На обветренных после сошедшего снега, едва просохших прогалинах и взгорках по вечерам на голос гармони собиралась  молодежь… Девушки  и   ребята   после изнуряющей за день крестьянской работы, заслышав песню, словно обретали второе дыхание. Наспех перекусив и принарядившись, они с радостью летели по раскисшим от вешнего половодья улицам к излюбленным местам навстречу чарующим мелодиям. Слаженно и задушевно звучали в сумеречном воздухе голоса ребят. Особенно чистым голосом, поднимающим песню до самых ангельских высот, славилась Даша Малинина – хрупкая белокурая красавица с вечно сияющими в улыбке ямочками щёк и с голубыми, как само пасхальное небо, глазами. Её-то и заприметил своим вызванивающим шестнадцатую весну сердцем  Колька. С того дня оно стало напоминать ему о себе тихими, грустными вздохами, легкой, подрагивающей в груди болью. Но это ничуть не огорчало юношу, а наполняло душу каким-то таинственным, доселе неизведанным чувством, объяснения которому он не знал, а лишь смутно догадывался…

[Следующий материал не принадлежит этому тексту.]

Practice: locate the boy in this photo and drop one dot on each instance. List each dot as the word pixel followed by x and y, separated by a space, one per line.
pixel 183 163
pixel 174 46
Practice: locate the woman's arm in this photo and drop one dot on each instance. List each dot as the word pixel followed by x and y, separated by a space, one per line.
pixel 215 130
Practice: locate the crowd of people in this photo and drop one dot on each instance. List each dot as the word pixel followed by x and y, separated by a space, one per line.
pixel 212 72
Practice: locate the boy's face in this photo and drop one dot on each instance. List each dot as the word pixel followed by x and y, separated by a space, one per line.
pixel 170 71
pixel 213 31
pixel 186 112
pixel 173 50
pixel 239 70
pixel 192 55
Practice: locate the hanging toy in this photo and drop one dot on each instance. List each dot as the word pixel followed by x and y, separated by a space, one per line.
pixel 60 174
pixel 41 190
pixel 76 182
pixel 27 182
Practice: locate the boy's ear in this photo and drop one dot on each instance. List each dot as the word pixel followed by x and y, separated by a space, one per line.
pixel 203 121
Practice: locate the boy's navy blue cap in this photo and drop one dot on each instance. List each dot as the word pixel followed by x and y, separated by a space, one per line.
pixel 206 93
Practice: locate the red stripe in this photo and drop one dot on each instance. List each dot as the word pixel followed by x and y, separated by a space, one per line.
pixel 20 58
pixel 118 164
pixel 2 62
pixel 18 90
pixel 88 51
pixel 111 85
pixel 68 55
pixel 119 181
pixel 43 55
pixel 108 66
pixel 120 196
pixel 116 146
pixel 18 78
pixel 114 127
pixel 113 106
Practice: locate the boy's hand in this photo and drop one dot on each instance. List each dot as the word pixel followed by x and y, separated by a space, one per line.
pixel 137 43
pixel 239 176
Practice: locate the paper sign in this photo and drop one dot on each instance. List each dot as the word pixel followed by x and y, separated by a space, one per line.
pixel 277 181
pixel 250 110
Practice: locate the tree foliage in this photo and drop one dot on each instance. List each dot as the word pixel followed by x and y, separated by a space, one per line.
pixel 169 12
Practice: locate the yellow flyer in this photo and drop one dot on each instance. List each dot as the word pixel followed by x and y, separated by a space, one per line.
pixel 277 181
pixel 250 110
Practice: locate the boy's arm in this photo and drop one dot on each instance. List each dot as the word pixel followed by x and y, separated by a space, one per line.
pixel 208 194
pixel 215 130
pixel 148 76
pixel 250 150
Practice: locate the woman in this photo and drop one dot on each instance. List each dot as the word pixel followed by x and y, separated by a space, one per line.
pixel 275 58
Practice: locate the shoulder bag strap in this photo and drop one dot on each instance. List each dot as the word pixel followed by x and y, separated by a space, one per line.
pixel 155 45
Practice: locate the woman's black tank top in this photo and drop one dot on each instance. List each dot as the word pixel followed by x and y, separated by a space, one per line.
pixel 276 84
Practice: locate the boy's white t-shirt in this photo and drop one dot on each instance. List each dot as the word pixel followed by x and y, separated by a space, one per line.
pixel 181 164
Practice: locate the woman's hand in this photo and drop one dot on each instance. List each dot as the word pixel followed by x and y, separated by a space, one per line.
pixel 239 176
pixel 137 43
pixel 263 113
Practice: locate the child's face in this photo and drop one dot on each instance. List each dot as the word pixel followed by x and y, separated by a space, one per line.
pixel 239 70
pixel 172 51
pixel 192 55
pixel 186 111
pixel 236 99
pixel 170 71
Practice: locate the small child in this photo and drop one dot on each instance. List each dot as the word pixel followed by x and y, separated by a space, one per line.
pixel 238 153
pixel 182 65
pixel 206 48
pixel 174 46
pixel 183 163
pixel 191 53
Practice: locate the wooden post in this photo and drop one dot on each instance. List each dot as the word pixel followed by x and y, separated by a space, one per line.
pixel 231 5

Стремительно летели дни. Природа, набухая почками и наливаясь неистребимыми соками жизни, заметно обновлялась. Вербы, обласканные лучами солнца, позванивали на ветру распустившимися серебристыми серёжками. Словно Христовы невесты, овеянные легкой весенней дымкой, вырядились они в парчовые платья к Вербному Воскресенью…

Повеселел в эти дни и Колька, замечая на себе при встрече с Дарьей потаённые взгляды ее ласковых васильковых глаз… Робко зарождалось в их душах  несказанно светлое и глубокое чувство…

А закуражившая весна брала свое, – отпущенное ей недолгое хмельное счастье. Дни заметно прибавили в силе. На засеянных пашнях появились дружные всходы. Зазеленела, преобразилась по-праздничному земля. Зашелестели, засветились на солнце своей молодой, прозрачно-дымчатой листвой берёзки… Воздух, напоенный еще не сошедшими в падях талыми водами и уже напитавшийся тонкими  запахами зацветающей черёмухи, пьянил и дурманил своим весенним хмелем молодые сердца.

Бередил он души и Дарьи с Колькой… И всякий раз, едва дождавшись вечера, они птицей летели к своему заповедному, под раскидистым шатром черемухи, месту. И Колька, трепетно обнимая свою возлюбленную и осыпая ее жаркими поцелуями, нежно шептал Дарье самые ласковые, самые заветные слова, выстраданные в любви его тоскующим сердцем.